Now there’s nothing wrong with appreciating recognition bestowed because of your hard work or successful victory.  But what happened to me, and what happens all too often in the workplace today, is that the award or the promotion or the accolade begins to define us.  A thirst for the next recognition drives us instead of more laudable drivers like making the world a better place or improving the company’s performance.  

Then you and I starting swinging wildly on an unpredictable pendulum.  A pendulum that allows uncertain outside factors to determine our value.  After close to two decades in my career, I have learned that for every award you win or job opportunity that finds you, there are three more that you lose.  Then those losses you wear around your neck in shame just as you wore the victories in pride.  
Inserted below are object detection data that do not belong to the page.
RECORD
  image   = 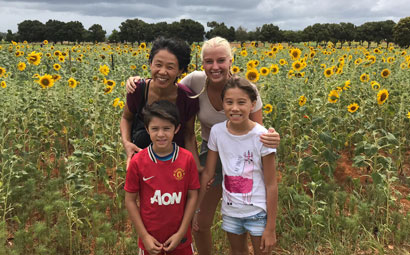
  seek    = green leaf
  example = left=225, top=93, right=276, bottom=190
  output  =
left=319, top=132, right=333, bottom=144
left=372, top=172, right=383, bottom=184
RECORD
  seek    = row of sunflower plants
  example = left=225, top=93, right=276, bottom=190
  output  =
left=0, top=39, right=410, bottom=254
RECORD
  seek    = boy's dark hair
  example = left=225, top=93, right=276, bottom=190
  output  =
left=221, top=75, right=258, bottom=102
left=142, top=100, right=179, bottom=128
left=148, top=36, right=191, bottom=72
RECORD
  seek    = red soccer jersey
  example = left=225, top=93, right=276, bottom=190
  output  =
left=124, top=145, right=200, bottom=249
I remember vividly a period in my career when I was very concerned about being laid off.  The economy had soured and every week another colleague or friend received bad news.  It had been some time since I landed a big client or won a notable recognition, and I knew that employers can forget past successes in hard times.  I interviewed with several companies.  Always making it into final contention, and even once getting an offer, but never actually landing the job.  I didn’t even want the jobs I interviewed for, but I had grown desperate thinking that my worth hinged on my bank account or title rather than on who God said I was and how He said He would provide for me.  It was during that dark valley that I realized I had allowed my worth to be determined by others and their constantly changing measuring stick rather than by God’s unmoving unchanging valuation.

He says:

I am destined for a specific purpose (Eph. 2:10, II Cor. 5:5, Jer. 29:11, Rom. 8:28);

I am loved (Jer.31:3, I John 3:1-2, Eph. 2:4, Rom. 5:8, Eph. 3:17-19);

I am chosen (Deut. 14:1-2, Col. 3:12, I Peter 2:9, I Thes. 1:4);

I am a conqueror (Rom. 8, I John 4:4, I Cor. 15:57-58);

And SO much more.  

Wear those labels over your heart as measures of your worth.  Then let the awards come (and go).  Be thankful for the opportunities they bring.  But step off the pendulum that measures your worth by an ever changing outside standard and instead stand strong on the Rock knowing how your Heavenly Father sees you every single day.